In this notebook, we will go through the basics of using the SDK to:
 - Spin up a Ray cluster with our desired resources
 - View the status and specs of our Ray cluster
 - Take down the Ray cluster when finished

In [2]:
# Import pieces from codeflare-sdk
from codeflare_sdk import Cluster, ClusterConfiguration, TokenAuthentication

In [3]:
# Create authentication object for user permissions
# IF unused, SDK will automatically check for default kubeconfig, then in-cluster config
# KubeConfigFileAuthentication can also be used to specify kubeconfig path manually
auth = TokenAuthentication(
    token = "xxxxxx",
    server = "xxxxxx",
    skip_tls=False
)
auth.login()

Authenticated with certificate located at /etc/pki/tls/custom-certs/ca-bundle.crt


'Logged into https://api.ai-cloud.xtoph156.dfw.ocp.run:6443'

Here, we want to define our cluster by specifying the resources we require for our batch workload. Below, we define our cluster object (which generates a corresponding RayCluster).

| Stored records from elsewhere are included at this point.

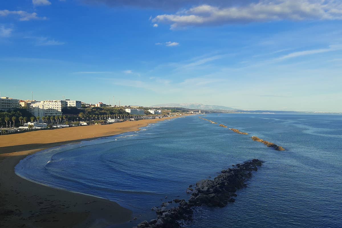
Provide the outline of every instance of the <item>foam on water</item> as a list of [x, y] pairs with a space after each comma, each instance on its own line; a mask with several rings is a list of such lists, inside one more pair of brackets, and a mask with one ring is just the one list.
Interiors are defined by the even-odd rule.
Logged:
[[[139, 219], [150, 208], [187, 199], [189, 184], [214, 177], [232, 164], [264, 161], [223, 208], [196, 208], [191, 228], [342, 227], [342, 117], [211, 114], [179, 118], [128, 133], [69, 144], [29, 156], [16, 167], [21, 176], [56, 187], [118, 202]], [[255, 135], [284, 147], [276, 151]], [[91, 171], [91, 172], [90, 172]], [[166, 200], [165, 196], [168, 198]], [[171, 204], [171, 206], [172, 206]], [[141, 215], [139, 217], [139, 215]]]

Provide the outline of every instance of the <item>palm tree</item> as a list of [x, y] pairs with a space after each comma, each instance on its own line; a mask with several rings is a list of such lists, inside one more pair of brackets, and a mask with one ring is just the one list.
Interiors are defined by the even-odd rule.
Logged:
[[12, 121], [13, 121], [13, 126], [14, 126], [14, 121], [15, 121], [15, 120], [17, 118], [15, 116], [12, 117]]
[[[23, 122], [23, 119], [24, 119], [24, 118], [23, 118], [23, 117], [21, 116], [20, 117], [19, 117], [19, 121], [20, 121], [20, 124], [22, 124], [22, 122]], [[1, 122], [1, 121], [0, 121], [0, 122]]]
[[8, 121], [10, 121], [10, 118], [8, 116], [5, 117], [5, 122], [6, 122], [6, 128], [7, 128]]

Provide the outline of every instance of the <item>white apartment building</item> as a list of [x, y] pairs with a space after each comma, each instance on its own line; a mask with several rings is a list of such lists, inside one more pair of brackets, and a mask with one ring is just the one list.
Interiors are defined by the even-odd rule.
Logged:
[[67, 107], [65, 100], [43, 100], [31, 104], [29, 110], [35, 117], [61, 116], [62, 109]]
[[66, 99], [67, 107], [76, 107], [77, 108], [81, 108], [81, 102], [80, 100], [70, 100], [69, 99]]
[[102, 107], [105, 107], [106, 105], [105, 104], [103, 104], [102, 102], [99, 102], [97, 104], [95, 104], [95, 107], [101, 107], [102, 108]]
[[158, 115], [161, 114], [161, 110], [156, 110], [156, 109], [148, 109], [148, 111], [153, 114]]
[[48, 127], [48, 124], [43, 123], [38, 123], [37, 122], [27, 122], [26, 123], [24, 123], [24, 125], [25, 127], [28, 127], [29, 125], [32, 125], [35, 128], [46, 128]]
[[0, 98], [0, 110], [7, 111], [13, 108], [20, 107], [19, 100], [13, 99], [11, 97], [1, 97]]
[[125, 108], [125, 111], [131, 115], [143, 115], [145, 114], [144, 109], [140, 109], [137, 108]]

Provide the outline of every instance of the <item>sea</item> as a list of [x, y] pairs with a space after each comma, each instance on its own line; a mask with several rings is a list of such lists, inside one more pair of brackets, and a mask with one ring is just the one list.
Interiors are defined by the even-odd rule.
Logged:
[[[286, 150], [267, 147], [252, 136]], [[183, 227], [342, 227], [341, 115], [188, 116], [41, 151], [21, 160], [15, 172], [34, 182], [117, 202], [138, 219], [109, 227], [127, 228], [155, 218], [153, 206], [188, 199], [190, 185], [254, 158], [263, 165], [236, 192], [235, 202], [222, 208], [195, 207], [194, 220]]]

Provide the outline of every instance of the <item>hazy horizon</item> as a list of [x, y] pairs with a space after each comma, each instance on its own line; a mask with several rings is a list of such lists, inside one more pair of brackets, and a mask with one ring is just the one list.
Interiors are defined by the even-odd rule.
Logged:
[[342, 4], [34, 0], [0, 5], [2, 96], [342, 112]]

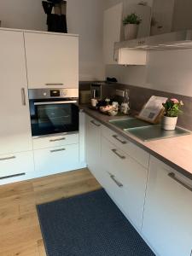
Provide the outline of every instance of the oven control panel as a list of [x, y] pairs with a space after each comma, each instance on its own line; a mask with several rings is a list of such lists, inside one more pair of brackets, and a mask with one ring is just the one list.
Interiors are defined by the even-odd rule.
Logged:
[[29, 99], [79, 98], [79, 89], [29, 89]]

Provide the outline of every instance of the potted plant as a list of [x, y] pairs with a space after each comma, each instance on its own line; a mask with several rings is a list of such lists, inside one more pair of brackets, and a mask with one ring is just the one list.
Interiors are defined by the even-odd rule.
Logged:
[[164, 117], [162, 121], [162, 128], [164, 130], [175, 130], [177, 116], [182, 113], [181, 108], [183, 106], [182, 101], [177, 99], [168, 99], [166, 103], [163, 103], [165, 108]]
[[128, 15], [123, 20], [123, 25], [125, 27], [125, 39], [131, 40], [137, 38], [138, 32], [138, 26], [142, 22], [142, 20], [136, 15]]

NOTE: We must specify the `image` which will be used in our RayCluster, we recommend you bring your own image which suits your purposes. 
The example here is a community image.

In [4]:
# Create and configure our cluster object
# The SDK will try to find the name of your default local queue based on the annotation "kueue.x-k8s.io/default-queue": "true" unless you specify the local queue manually below
cluster = Cluster(ClusterConfiguration(
    name='fakeremail', 
    namespace='raytraining', # Update to your namespace
    head_gpus=0, # For GPU enabled workloads set the head_gpus and num_gpus
    num_gpus=0,
    num_workers=1,
    min_cpus=1,
    max_cpus=1,
    min_memory=4,
    max_memory=4,
    image="quay.io/bpandey/faker-email:latest",
    write_to_file=False, # When enabled Ray Cluster yaml files are written to /HOME/.codeflare/resources 
    # local_queue="local-queue-name" # Specify the local queue manually
))

Yaml resources loaded for fakeremail


Next, we want to bring our cluster up, so we call the `up()` function below to submit our Ray Cluster onto the queue, and begin the process of obtaining our resource cluster.

In [5]:
# Bring up the cluster
cluster.up()

Now, we want to check on the status of our resource cluster, and wait until it is finally ready for use.

In [6]:
cluster.status()

(<CodeFlareClusterStatus.READY: 1>, True)

In [7]:
cluster.wait_ready()

Waiting for requested resources to be set up...
Requested cluster is up and running!
Dashboard is ready!


In [8]:
cluster.status()

(<CodeFlareClusterStatus.READY: 1>, True)

Let's quickly verify that the specs of the cluster are as expected.

In [9]:
cluster.details()

RayCluster(name='fakeremail', status=<RayClusterStatus.READY: 'ready'>, head_cpus=2, head_mem='8G', head_gpu=0, workers=1, worker_mem_min='4G', worker_mem_max='4G', worker_cpu=1, worker_gpu=0, namespace='raytraining', dashboard='https://ray-dashboard-fakeremail-raytraining.apps.ai-cloud.xtoph156.dfw.ocp.run')

Finally, we bring our resource cluster down and release/terminate the associated resources, bringing everything back to the way it was before our cluster was brought up.

In [None]:
cluster.down()

In [None]:
auth.logout()